Ich bekomme diese Fehlermeldung:

1004 Anwendungs- oder objektdefinierte Fehler VBAProject


----------



## Zvoni (24. Oktober 2013)

Was wirft denn Cells(lngZaehler, 6) im Überwachungsfenster aus?

Btw: Ich würde nie Cells ohne Qualifikator verwenden.
Wenn, dann mit ActiveSheet.Cells(lngZaehler, 6) blabla


----------



## FFFF (25. Oktober 2013)

Hi,

ich habe keine Überwachungsfenster aktiviert, also nicht wissentlich. 
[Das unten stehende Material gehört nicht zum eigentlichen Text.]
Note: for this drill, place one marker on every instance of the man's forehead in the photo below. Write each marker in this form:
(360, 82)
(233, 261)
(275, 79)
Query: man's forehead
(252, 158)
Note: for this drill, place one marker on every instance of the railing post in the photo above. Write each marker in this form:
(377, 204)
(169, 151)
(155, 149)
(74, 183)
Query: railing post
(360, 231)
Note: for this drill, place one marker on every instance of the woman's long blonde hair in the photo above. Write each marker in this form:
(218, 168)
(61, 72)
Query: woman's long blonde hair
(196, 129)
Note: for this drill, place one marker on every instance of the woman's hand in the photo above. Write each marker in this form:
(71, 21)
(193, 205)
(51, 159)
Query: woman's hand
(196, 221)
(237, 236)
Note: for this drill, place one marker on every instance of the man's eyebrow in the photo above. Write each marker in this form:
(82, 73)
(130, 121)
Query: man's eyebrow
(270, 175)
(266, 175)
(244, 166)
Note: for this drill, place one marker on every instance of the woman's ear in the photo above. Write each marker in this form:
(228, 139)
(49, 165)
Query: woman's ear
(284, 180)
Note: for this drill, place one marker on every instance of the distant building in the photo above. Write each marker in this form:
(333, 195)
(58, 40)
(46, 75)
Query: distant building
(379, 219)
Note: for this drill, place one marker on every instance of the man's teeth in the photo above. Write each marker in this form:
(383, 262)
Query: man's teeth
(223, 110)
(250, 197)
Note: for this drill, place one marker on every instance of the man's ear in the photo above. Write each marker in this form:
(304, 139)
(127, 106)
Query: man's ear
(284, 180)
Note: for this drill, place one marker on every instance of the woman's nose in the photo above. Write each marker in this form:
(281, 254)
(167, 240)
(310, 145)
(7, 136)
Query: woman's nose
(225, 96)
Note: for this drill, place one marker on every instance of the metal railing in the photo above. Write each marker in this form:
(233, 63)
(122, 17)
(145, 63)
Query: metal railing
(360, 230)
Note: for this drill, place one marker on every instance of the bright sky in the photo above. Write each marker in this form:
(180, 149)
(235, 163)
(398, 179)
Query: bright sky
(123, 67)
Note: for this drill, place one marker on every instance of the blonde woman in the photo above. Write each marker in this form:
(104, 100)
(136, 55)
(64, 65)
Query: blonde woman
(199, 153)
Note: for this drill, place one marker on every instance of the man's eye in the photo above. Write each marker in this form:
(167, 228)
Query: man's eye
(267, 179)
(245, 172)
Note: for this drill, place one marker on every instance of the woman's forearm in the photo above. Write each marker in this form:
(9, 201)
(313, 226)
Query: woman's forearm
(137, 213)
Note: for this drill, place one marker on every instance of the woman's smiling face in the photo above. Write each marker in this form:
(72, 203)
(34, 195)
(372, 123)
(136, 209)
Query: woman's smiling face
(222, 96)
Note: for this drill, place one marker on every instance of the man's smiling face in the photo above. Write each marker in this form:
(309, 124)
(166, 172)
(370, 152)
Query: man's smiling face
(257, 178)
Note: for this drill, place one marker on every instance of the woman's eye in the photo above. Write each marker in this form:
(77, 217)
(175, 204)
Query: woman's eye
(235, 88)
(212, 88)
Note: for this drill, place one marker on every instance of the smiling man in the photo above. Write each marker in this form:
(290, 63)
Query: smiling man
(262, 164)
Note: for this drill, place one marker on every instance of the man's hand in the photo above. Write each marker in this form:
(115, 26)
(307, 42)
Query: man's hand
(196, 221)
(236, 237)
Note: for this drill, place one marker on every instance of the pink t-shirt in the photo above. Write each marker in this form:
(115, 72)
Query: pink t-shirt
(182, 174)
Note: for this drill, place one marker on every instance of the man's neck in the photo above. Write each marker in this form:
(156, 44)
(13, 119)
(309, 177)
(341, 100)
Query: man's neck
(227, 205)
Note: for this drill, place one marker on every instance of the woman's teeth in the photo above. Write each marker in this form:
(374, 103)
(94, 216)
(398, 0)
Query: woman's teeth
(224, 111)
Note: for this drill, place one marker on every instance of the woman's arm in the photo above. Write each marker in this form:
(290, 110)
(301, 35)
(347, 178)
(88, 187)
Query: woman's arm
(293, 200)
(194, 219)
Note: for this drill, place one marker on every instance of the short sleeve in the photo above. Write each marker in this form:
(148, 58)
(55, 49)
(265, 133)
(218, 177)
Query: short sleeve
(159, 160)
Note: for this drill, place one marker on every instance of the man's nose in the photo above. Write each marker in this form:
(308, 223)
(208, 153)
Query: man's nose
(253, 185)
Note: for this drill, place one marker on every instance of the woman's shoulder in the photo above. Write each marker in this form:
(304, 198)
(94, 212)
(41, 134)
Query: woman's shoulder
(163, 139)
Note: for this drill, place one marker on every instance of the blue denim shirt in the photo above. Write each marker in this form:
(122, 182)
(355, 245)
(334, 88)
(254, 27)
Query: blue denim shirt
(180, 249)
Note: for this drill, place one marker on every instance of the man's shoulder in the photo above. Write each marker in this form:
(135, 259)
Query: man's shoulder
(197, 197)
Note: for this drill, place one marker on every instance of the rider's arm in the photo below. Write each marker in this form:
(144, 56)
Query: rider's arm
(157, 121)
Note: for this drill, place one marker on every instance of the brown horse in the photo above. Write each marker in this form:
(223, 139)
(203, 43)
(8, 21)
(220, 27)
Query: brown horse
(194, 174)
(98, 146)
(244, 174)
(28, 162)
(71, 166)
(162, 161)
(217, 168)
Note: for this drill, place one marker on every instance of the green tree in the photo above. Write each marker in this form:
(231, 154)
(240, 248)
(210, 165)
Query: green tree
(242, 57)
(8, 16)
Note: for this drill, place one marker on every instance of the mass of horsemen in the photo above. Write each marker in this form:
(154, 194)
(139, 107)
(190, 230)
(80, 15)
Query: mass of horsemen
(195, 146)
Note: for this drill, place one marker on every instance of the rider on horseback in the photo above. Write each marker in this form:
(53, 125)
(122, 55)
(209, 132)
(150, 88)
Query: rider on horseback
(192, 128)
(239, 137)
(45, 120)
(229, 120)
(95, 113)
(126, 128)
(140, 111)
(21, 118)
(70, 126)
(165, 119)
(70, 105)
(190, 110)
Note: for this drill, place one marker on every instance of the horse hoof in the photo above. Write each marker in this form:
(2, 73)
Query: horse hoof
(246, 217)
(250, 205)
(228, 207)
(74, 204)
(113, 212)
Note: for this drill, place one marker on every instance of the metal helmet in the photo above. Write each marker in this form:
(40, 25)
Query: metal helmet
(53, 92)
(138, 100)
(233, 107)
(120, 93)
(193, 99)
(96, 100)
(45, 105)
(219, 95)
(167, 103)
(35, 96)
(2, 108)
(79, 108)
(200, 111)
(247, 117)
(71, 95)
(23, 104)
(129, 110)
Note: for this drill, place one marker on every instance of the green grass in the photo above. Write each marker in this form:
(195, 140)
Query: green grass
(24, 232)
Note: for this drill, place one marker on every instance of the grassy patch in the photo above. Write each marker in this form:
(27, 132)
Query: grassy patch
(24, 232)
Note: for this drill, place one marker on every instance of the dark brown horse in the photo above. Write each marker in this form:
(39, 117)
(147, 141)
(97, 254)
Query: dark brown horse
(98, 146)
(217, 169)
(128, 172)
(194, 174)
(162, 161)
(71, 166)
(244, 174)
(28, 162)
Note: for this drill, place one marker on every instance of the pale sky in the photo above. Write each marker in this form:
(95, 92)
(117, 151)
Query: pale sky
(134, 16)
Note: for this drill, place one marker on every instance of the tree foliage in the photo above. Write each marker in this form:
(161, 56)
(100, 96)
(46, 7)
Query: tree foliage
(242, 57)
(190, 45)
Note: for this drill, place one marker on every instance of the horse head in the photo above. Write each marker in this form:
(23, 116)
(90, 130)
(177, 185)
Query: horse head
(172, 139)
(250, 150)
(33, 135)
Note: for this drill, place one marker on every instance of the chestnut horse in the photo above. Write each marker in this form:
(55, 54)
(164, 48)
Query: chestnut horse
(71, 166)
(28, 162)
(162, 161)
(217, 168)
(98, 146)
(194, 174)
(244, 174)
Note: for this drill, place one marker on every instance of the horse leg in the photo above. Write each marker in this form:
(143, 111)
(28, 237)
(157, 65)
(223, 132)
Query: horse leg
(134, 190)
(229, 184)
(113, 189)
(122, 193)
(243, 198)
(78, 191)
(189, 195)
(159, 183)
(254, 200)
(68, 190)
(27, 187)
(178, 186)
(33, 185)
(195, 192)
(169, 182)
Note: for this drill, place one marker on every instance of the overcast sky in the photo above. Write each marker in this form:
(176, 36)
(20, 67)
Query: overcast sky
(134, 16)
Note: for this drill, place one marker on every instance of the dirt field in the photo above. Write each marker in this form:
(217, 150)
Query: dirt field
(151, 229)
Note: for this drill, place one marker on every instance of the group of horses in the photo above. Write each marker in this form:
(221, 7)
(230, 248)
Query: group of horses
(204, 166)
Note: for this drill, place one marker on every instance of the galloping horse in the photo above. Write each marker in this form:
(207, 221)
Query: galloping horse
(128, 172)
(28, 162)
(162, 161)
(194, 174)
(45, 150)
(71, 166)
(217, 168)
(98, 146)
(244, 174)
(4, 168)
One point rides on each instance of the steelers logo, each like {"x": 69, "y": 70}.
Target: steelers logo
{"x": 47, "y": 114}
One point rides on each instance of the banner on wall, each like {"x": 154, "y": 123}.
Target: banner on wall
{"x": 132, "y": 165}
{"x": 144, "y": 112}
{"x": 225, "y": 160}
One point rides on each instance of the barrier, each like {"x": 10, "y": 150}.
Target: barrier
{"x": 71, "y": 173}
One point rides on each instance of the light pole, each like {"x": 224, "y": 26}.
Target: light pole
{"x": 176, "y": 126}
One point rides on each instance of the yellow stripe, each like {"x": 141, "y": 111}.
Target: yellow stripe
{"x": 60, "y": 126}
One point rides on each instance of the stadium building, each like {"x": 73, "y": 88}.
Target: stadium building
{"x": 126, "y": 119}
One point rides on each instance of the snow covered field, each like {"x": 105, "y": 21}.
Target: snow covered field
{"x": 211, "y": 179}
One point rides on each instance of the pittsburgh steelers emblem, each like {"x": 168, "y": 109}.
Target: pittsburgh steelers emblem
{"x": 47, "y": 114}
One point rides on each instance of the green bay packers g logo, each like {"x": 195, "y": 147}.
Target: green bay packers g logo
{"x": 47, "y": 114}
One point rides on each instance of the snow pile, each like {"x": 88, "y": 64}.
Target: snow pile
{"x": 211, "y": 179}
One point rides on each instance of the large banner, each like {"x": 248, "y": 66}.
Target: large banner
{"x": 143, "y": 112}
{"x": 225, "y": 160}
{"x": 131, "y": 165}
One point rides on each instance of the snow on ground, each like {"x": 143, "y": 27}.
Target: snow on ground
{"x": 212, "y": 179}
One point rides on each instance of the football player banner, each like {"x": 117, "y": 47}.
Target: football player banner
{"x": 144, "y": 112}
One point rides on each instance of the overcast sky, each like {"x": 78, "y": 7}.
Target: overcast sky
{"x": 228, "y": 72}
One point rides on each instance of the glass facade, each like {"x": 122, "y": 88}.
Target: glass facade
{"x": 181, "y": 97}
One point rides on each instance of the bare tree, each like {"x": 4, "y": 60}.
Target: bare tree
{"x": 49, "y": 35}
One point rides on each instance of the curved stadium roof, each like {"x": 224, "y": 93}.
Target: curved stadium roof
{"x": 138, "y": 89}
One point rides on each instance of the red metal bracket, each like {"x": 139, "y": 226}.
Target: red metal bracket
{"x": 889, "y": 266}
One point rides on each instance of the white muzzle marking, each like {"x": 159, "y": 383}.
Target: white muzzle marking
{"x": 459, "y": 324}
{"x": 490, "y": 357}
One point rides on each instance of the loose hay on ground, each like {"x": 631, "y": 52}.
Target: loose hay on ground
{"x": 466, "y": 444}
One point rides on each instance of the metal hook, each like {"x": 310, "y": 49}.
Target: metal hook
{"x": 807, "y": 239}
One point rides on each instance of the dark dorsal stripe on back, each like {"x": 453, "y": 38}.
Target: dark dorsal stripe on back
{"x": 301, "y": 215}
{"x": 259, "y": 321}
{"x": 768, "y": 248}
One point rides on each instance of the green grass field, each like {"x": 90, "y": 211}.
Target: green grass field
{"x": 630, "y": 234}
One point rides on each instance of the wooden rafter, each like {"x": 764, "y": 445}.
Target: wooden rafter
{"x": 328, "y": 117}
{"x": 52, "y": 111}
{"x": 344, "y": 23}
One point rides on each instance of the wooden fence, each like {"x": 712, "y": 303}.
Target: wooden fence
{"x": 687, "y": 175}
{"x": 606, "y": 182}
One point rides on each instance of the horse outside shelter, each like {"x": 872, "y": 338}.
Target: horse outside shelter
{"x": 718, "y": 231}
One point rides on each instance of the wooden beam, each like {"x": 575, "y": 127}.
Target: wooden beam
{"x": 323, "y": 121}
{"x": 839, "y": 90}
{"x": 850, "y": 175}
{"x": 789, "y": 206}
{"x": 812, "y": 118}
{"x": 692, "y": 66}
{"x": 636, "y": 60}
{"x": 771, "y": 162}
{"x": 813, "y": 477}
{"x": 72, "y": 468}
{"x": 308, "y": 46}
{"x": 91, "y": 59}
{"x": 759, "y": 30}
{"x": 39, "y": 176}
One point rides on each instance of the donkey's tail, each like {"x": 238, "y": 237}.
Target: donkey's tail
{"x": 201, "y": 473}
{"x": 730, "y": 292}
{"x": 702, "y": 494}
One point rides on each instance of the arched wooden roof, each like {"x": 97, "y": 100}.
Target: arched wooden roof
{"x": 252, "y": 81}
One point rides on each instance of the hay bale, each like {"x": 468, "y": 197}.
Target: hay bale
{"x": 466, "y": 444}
ABER: Es klappt****** ich habe den Code etwas geändert und die Variablenzuweisung in die Schleife eingebaut! Hier der funktionierende Code:


Sub Excel_Serial_Mail()


    Dim objOLOutlook As Object          'Steht für die Anwendung Outlook
    Dim objOLMail As Object             'Steht für die einzelnen E-Mails
    Dim lngMailNr As Long               'Zeile, in der die untereste E-Mail in Spalte A steht
    Dim lngZaehler As Long              'Zähler, welche Zeile gerade angesprochen wird

    On Error GoTo ErrorHandler          'Bei einem Fehler, wird unten die Fehlerbehandlung angesprochen

    Set objOLOutlook = CreateObject("Outlook.Application")
    lngMailNr = ActiveSheet.Cells(Rows.Count, 2).End(xlUp).Row  'Ermittlung unterste Zeile in Spalte A


    For lngZaehler = 2 To lngMailNr
        If Cells(lngZaehler, 2) <> "" Then
            Set objOLMail = objOLOutlook.CreateItem(olMailItem)
            With objOLMail
                .To = Cells(lngZaehler, 2)                                      'Empfänger AN
                .CC = Cells(lngZaehler, 3)                                      'Empfänger CC
                .BCC = ""                                                       'Empfänger BCC
                .Sensitivity = 0                                                'Vertraulichkeit (normal = 0)
                .Importance = 1                                                 'Wichtigkeit
                .Subject = Cells(lngZaehler, 4) & " - " & Cells(lngZaehler, 1)  'Betreff
                .BodyFormat = olFormatPlain                                     'E-Mail-Format
                .Body = Cells(lngZaehler, 5)                                    'Inhalt der Mail
                Dim strAttachmentPfad1 As String
                strAttachmentPfad1 = ActiveSheet.Cells(lngZaehler, 6)
                .Attachments.Add strAttachmentPfad1                            'Die Anhänge
                .Send                                                           'Versand der Mail
                '.Display
            End With
            Set objOLMail = Nothing             'E-Mail-Objekt wird beendet
        End If
     Next lngZaehler                            'Zur nächsten E-Mail
     Set objOLOutlook = Nothing                 'Anwendung Outlook wird vaporisiert

    Exit Sub

ErrorHandler:
    MsgBox Err.Number & " " & Err.Description & " " & Err.Source, _
        vbInformation, "Ein Fehler ist aufgetreten, aber Fabi ist nicht schuld! =)"
    Exit Sub
End Sub


----------



## Zvoni (25. Oktober 2013)

Dann auch als erledigt markieren


----------



## FFFF (25. Oktober 2013)

Eine Kleinigkeit hätte ich noch:

ich würde gerne den Ausführen/Starten Button des Makros in die Excel Tabelle einbauen. Ich weiß aus dem oben genannten Video, dass es geht, allerdings nicht wie. 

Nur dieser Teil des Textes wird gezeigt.